Добавить в цитаты Настройки чтения

Страница 8 из 15

Их испугались.

Первым убрали Владимира Ефимовича Семичастного с поста председателя КГБ, потом Николая Григорьевича Егорычева, первого секретаря столичной партийной организации, потом еще многих… И все это время нарастал застой, в котором трудно дышалось не только фронтовикам. Вместо демократии формировались бюрократия, бессовестное подхалимство и многое другое, результаты чего мы пожинаем и сегодня.

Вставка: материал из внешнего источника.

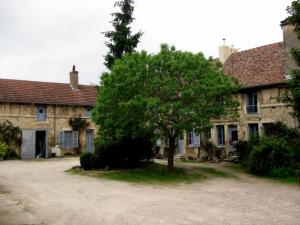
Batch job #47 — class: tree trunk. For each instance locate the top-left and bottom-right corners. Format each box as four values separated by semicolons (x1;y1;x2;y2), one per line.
167;137;175;170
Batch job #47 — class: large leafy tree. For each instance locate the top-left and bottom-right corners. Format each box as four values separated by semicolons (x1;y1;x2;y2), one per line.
286;1;300;123
104;0;143;69
94;45;239;170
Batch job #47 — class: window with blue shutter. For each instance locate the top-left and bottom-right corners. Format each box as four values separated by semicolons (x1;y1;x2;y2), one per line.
85;107;92;117
72;131;78;148
59;131;79;148
193;131;200;147
37;105;46;121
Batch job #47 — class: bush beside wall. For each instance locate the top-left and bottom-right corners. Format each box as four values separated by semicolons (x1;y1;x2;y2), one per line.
236;122;300;177
80;135;154;170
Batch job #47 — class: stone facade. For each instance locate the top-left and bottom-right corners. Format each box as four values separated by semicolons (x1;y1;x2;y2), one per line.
209;85;297;155
157;85;297;159
0;102;97;157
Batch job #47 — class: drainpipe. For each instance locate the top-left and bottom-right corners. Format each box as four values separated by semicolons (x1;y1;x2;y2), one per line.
53;105;57;146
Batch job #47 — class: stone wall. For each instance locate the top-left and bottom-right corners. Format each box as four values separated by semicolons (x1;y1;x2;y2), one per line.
0;103;97;157
209;86;296;155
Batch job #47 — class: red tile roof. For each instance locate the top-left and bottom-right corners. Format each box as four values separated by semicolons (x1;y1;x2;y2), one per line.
0;79;97;106
222;42;286;87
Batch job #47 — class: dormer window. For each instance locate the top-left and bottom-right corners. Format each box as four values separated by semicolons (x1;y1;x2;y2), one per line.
37;105;46;121
85;107;92;117
246;92;258;114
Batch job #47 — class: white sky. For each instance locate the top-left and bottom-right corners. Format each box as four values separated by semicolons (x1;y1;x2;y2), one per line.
0;0;294;85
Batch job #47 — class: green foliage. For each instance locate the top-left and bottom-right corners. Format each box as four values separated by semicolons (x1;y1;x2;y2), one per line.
80;152;99;170
286;1;300;122
0;143;8;158
68;116;90;131
69;115;90;153
104;0;143;69
94;135;154;169
249;138;288;175
69;162;234;185
0;120;21;146
235;135;260;167
238;122;300;177
3;149;19;160
94;44;240;169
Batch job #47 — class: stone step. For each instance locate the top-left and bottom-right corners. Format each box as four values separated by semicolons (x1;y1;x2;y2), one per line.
174;154;185;161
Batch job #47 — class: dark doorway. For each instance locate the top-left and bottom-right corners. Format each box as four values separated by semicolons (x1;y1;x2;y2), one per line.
36;131;46;158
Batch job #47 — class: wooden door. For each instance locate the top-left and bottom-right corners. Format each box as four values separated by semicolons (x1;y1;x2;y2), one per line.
86;129;94;153
21;130;36;159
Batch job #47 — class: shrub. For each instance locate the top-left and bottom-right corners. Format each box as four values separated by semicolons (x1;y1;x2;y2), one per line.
0;143;8;158
236;122;300;178
95;135;154;169
3;149;20;160
249;138;294;176
80;152;98;170
249;140;273;175
0;120;22;146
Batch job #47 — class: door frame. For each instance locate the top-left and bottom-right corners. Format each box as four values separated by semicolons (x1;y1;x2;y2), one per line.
86;129;94;153
228;125;238;152
21;128;48;159
35;129;48;158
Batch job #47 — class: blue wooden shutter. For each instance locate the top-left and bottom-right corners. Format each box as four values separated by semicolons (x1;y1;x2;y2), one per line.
72;131;78;148
193;132;200;147
59;132;64;147
193;131;200;147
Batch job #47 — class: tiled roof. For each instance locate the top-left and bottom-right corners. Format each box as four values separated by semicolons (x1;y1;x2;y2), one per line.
0;79;97;106
222;42;286;87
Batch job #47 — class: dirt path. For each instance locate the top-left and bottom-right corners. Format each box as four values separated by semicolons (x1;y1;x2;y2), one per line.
0;158;299;225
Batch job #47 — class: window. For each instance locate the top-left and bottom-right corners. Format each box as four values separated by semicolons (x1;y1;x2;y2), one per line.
248;124;259;138
247;92;258;114
188;131;194;145
193;130;200;147
156;138;161;146
204;128;211;140
85;107;92;117
37;105;46;121
59;131;78;148
216;125;225;146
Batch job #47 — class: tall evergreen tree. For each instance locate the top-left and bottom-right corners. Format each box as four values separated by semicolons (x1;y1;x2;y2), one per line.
286;1;300;123
104;0;143;69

Вот цитата из книги «Горизонты и лабиринты моей жизни» Николая Николаевича Месяцева – снятого с должности председателя Государственного комитета по радиовещанию и телевидению. Он дружил с Николаем Григорьевичем. Они были людьми одной судьбы, «одной группы крови», как они говорили. Вот что писал Н. Н. Месяцев: «Эти люди, смертники, переходя на новую работу, продолжали держаться смело, не роняя чувства личного достоинства и не предавая дружбы. Дружба – важнейшая часть нашей жизни, она зиждилась на основе общности понимания служения всему народу и никому больше».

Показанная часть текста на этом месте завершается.